Messaggio ai postumi
Ilaria Cecchinato, Giulia Damiano, Francesca Lombardi |
Romagna in Scena |
04/10/2021
«Voi che restate siate felici». Così Vladimir Majakovskij conclude la sua lettera d’addio, trovata di fianco al suo corpo il 14 aprile 1930. Il grande poeta, il rivoluzionario che odiava i pettegolezzi, si spara con un colpo di pistola al cuore nella sua camera di Mosca, dopo aver discusso con la sua amante Veronika Vitol’dovna Polonskaja, detta Nora. Le circostanze però risultano sospette: che cosa è successo veramente quella mattina?
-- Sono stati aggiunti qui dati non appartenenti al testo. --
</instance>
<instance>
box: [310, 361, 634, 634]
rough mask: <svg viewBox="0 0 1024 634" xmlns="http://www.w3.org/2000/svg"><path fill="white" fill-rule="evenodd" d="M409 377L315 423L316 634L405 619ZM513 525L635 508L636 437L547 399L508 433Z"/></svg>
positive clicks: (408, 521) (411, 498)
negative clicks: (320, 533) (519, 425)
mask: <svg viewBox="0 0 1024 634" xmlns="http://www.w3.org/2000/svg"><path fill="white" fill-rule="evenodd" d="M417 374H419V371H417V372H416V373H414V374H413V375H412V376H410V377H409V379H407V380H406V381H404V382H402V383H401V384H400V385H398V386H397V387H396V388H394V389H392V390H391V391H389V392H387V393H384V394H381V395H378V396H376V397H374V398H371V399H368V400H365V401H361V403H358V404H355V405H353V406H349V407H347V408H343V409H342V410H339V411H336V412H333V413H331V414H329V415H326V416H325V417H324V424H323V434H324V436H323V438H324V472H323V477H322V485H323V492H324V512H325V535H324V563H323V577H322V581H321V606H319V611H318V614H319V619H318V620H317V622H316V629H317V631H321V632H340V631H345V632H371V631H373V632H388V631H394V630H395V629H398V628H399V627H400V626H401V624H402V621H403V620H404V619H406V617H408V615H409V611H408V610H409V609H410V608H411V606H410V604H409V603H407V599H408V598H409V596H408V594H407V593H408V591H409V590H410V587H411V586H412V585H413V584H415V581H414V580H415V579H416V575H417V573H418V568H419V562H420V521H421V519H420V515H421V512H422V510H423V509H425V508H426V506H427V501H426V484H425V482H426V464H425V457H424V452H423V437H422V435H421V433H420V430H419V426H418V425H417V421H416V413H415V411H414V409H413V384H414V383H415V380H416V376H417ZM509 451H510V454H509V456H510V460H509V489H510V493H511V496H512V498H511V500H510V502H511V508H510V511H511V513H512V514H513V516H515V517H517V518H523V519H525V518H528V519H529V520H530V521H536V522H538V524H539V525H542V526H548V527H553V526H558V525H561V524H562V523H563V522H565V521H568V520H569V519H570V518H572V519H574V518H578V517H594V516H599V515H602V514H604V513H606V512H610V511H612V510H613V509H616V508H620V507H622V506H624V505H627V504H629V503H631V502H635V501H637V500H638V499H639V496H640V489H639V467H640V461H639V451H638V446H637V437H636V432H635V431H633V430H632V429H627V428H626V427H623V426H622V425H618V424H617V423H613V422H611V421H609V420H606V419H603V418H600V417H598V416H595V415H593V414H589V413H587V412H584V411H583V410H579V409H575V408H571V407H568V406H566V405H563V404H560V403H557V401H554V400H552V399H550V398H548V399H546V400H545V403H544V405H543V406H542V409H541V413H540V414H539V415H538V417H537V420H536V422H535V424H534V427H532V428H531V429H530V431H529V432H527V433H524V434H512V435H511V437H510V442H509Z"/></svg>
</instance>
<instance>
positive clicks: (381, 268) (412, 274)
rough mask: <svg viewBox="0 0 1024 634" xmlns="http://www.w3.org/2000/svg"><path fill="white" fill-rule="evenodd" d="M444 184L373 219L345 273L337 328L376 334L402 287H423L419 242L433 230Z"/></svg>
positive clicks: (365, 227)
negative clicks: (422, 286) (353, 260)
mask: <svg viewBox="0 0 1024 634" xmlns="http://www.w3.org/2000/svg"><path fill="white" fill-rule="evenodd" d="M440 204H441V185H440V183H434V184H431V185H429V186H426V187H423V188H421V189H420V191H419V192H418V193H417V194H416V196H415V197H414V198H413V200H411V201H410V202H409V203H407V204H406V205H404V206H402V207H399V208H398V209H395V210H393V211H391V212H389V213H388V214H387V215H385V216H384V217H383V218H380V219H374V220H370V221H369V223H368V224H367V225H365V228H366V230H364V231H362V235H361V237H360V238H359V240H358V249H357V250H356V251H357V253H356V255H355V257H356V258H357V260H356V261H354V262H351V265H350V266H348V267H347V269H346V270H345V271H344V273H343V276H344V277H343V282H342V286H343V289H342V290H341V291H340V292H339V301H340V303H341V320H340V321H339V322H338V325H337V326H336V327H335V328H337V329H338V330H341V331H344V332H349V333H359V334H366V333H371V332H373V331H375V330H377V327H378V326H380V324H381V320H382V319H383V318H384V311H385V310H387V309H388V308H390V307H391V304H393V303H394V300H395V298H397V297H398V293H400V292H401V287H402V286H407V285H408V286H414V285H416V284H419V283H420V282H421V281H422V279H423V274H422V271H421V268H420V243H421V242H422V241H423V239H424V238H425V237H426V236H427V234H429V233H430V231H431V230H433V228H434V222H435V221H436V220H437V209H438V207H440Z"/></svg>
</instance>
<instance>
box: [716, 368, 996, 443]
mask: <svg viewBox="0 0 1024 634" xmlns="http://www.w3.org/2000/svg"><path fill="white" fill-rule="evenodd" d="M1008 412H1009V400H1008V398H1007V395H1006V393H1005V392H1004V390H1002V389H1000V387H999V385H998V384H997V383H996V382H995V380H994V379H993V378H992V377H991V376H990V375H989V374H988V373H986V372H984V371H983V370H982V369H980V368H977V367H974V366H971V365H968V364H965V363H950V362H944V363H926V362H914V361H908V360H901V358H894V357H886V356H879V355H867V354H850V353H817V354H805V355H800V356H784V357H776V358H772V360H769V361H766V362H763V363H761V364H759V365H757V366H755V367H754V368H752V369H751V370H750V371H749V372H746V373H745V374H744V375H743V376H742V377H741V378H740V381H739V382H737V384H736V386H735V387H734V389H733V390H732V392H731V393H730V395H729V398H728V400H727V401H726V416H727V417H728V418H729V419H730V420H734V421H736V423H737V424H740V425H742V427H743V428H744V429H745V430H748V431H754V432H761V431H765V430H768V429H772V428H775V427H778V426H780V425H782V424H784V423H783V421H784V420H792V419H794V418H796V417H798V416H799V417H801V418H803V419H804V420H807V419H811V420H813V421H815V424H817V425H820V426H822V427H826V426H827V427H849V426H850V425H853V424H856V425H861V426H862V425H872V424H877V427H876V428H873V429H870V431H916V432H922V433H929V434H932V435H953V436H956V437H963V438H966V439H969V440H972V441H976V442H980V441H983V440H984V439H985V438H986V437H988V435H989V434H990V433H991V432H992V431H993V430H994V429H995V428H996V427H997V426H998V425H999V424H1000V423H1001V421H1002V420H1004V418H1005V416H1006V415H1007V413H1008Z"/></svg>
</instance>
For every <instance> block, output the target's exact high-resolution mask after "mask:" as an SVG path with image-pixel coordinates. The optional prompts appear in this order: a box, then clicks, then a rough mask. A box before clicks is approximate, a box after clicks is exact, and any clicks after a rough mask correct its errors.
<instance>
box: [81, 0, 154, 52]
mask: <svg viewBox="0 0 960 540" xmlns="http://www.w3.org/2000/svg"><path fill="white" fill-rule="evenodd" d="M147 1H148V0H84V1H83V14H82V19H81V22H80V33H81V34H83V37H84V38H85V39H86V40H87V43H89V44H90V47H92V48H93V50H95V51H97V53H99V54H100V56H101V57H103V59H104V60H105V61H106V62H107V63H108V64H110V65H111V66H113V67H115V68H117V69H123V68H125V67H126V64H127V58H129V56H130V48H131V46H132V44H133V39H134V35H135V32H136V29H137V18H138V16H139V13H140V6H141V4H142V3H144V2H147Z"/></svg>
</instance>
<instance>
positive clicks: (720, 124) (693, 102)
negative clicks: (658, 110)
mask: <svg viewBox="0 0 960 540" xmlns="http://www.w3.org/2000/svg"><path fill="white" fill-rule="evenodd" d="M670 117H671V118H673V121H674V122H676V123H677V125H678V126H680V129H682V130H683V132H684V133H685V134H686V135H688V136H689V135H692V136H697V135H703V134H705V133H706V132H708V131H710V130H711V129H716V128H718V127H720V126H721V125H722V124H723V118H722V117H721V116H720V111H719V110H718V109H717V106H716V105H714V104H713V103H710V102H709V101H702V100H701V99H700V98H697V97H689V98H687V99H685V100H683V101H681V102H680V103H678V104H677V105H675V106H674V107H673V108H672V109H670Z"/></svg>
Chi c’era nella stanza insieme a lui?
Il defunto odiava i pettegolezzi di Menoventi, basato sull’omonimo romanzo di Serena Vitale, è la ricostruzione degli ultimi momenti di vita del poeta, in cui lo spettatore – attraverso un meccanismo intricato e frammentato – viene accompagnato in un viaggio all’interno delle varie versioni dell’accaduto.
Lo spettacolo ripropone infatti la medesima struttura del libro di Vitale, che ricostruisce il mistero attorno al “caso Majakovskij” per frammenti di dati e ipotesi. Scene, testimonianze e interventi degli attori sono introdotti da cartelli e qualche proiezione che rimandano alla grafica degli anni ‘20, così come l’estetica, l’utilizzo dello spazio e alcune scene recitate fronte pubblico in proscenio ricordano il teatro degli anni ‘30. A governare il montaggio è la Donna Fosforescente (Consuelo Battiston) proveniente da un lontano futuro, la quale manovra spazi e tempi, riavvolge o mette in pausa alcuni passaggi della vicenda, commenta i fatti e interroga testimoni.
È curioso come questo meccanismo in cui la temporalità è manovrata e manipolata a proprio piacimento – peculiarità della regia degli ultimi lavori di Menoventi – incontri anche le ultime produzioni del poeta forti di rimandi al viaggio nel tempo e destinati agli interlocutori del futuro.
Lo spettacolo, infatti, si muove bene nello spazio, ma è come se a reggere le fila di tutto sia proprio il Tempo: è lui a divertirsi a sconvolgere le logiche, a confondere lo spettatore con un calendario, un oggetto fisico sulla scrivania che va e viene, asincrono rispetto al tempo emotivo; un funzionale e immersivo meccanismo di nodi e riavvolgimenti che quasi mette in secondo piano l’esigenza dello spettatore di scoprire la verità, la direzione della vicenda. D’altronde,
come non si può parlare di una verità, di una storia, non si potrebbe neppure considerare un solo tempo. I tempi sono più di uno – direbbe Bergson, o anche Einstein – , sono talmente tanti e relativi che potrebbero anche non esistere, se non per necessità dell’essere umano di organizzarsi e scandire la propria esistenza. Così Majakovskij appena prima di morire sceglie di rompere i muri della convenzione temporale, dell’ordine stabilito: parla alla gente del futuro.
«Voglio parlare direttamente io ai posteri, prima che loro parlino di me». Il poeta gioca d’anticipo rispetto alle persone del domani, prendendo la prima parola su di lui anche oltre lui, quando a subentrare è ciò che palesa la necessità di concepire il tempo per i viventi: la memoria.
«Resuscitami! Voglio la vita non vissuta», un po’ Foscolo nel considerare le tombe, la memoria dei morti, come cinghia di trasmissione ultratemporale, testimone di incontenibili ideali, specie tramandati in versi, poesia. E perché dalla memoria, dalle idee consegnate, non affiorino sole illusioni, mantenere la consapevolezza del presente.